RELACJE

O.D.R.A i Las Trumien w Warszawie – relacja z koncertu, którego prawie nie było

Zespoły Odra i Las Trumien na wspólnej trasie

Ten koncert mógł właściwie się nie odbyć. Jego organizacja do ostatnich godzin wisiała na włosku, ale udało się – 16 listopada występem w Warszawie zakończyła się wspólna trasa zespołów O.D.R.A i Las Trumien w towarzystwie supportującego je Odyum. Zapraszamy do lektury relacji z tego niezwykłego wydarzenia.

Czytaj też: Odwiedziliśmy Metal Kommando Fest VIII (relacja z festiwalu)

Trójgłowy sludge’owy buldożer przejechał przez Polskę podczas dwóch weekendów w październiku i listopadzie, odwiedzając sześć miast. Trasę zakończyć miał w stołecznym klubie Chmury, doszło jednak do fatalnego organizacyjnego nieporozumienia, które prawie zaowocowało odwołaniem ostatniego występu. Bowiem gdy kapele dotarły na miejsce, okazało się, że w Chmurach trwają już przygotowania do… innego koncertu, który był na ten wieczór zaplanowany!

Minęło kilka godzin desperackich poszukiwań zastępczego lokalu i zrezygnowani muzycy niemal już pakowali się z powrotem do busa, aż sytuację uratował wolski Metal Cave. Na dwie godziny przed planowanym otwarciem bram pojawiła się w sieci oficjalna informacja o zmianie miejsca i finał trasy „Just say maybe” doszedł do skutku.

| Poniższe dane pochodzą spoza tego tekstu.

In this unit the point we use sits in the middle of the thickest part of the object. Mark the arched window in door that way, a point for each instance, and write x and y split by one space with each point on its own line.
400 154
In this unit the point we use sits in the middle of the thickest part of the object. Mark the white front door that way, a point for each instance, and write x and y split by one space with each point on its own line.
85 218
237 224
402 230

O.D.R.A – brudni bękarci bluesa

Około 20, z lekkim opóźnieniem, spowodowanym oczekiwaniem na ludzi, którzy nieświadomi zmiany pojechali jednak na koncert do Chmur i musieli do Metal Cave dotrzeć z drugiej strony miasta, na scenie pojawiła się O.D.R.A. Na wcześniejszych koncertach trasy to właśnie ten zespół zamykał każdy wieczór, ale ponieważ jego członkowie jeszcze tego samego dnia musieli wrócić do swojego rodzinnego Wrocławia, tym razem wystąpili jako pierwsi.

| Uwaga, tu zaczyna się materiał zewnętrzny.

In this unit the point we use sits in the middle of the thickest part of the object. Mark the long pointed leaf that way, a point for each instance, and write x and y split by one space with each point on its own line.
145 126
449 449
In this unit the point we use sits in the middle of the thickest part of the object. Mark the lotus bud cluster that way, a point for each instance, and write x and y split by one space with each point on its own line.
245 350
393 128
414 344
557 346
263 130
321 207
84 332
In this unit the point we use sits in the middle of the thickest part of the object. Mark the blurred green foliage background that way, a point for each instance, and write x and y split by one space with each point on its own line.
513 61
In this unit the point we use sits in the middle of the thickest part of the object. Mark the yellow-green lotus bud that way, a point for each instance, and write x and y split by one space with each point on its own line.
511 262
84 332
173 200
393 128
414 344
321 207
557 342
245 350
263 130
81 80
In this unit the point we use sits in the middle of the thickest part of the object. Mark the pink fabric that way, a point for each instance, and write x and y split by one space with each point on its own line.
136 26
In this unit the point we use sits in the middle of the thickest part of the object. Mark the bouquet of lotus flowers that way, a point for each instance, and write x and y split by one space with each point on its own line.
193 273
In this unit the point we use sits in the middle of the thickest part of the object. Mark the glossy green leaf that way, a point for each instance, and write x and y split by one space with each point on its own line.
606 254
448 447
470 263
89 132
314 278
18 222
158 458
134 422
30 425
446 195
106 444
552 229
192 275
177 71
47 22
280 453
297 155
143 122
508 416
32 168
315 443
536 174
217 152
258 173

Zaczęli od utworów ze świeżutkiego splitu z Lasem Trumien „Breslau Spleen”, w dalszej części setu serwując publiczności przekrojówkę ze swojej wcześniejszej twórczości. Zahaczyli o każdy z sześciu albumów długogrających, wykonując m.in. tak uroczo zatytułowane numery, jak „Trupi jad”, „Zdziczały lump” czy „Lament starej kurwy”. Zaprezentowali się jak na sludge’owych weteranów przystało – ciężko, brudno i wulgarnie. Raz szybciej, raz wolniej, ale cały czas bardzo rytmicznie i po prostu naprawdę dobrze.

Na stoisku z merchem dostępna była koszulka O.D.R.Y z hasłem „Breslau Blues Bastards” – i ono doskonale oddaje klimat, w którym panowie się poruszają. W tekstach wielkomiejska depresja i smutek ulicy, zaś muzycznie – potężne riffy, zdradzające jednak mocne inspiracje bluesem. Klasyka przepuszczona przez maksymalnie rozkręcone przestery i na koniec utopiona w lirycznym rynsztoku? Mnie się podoba! Tego wieczoru widziałem zespół na żywo po raz pierwszy i dostałem od niego dokładnie to, czego się spodziewałem po przesłuchaniu ich ostatniego wydawnictwa, o którym tekst nie tak dawno mogliście przeczytać na naszych łamach. Rozczarowania zdecydowanie nie było.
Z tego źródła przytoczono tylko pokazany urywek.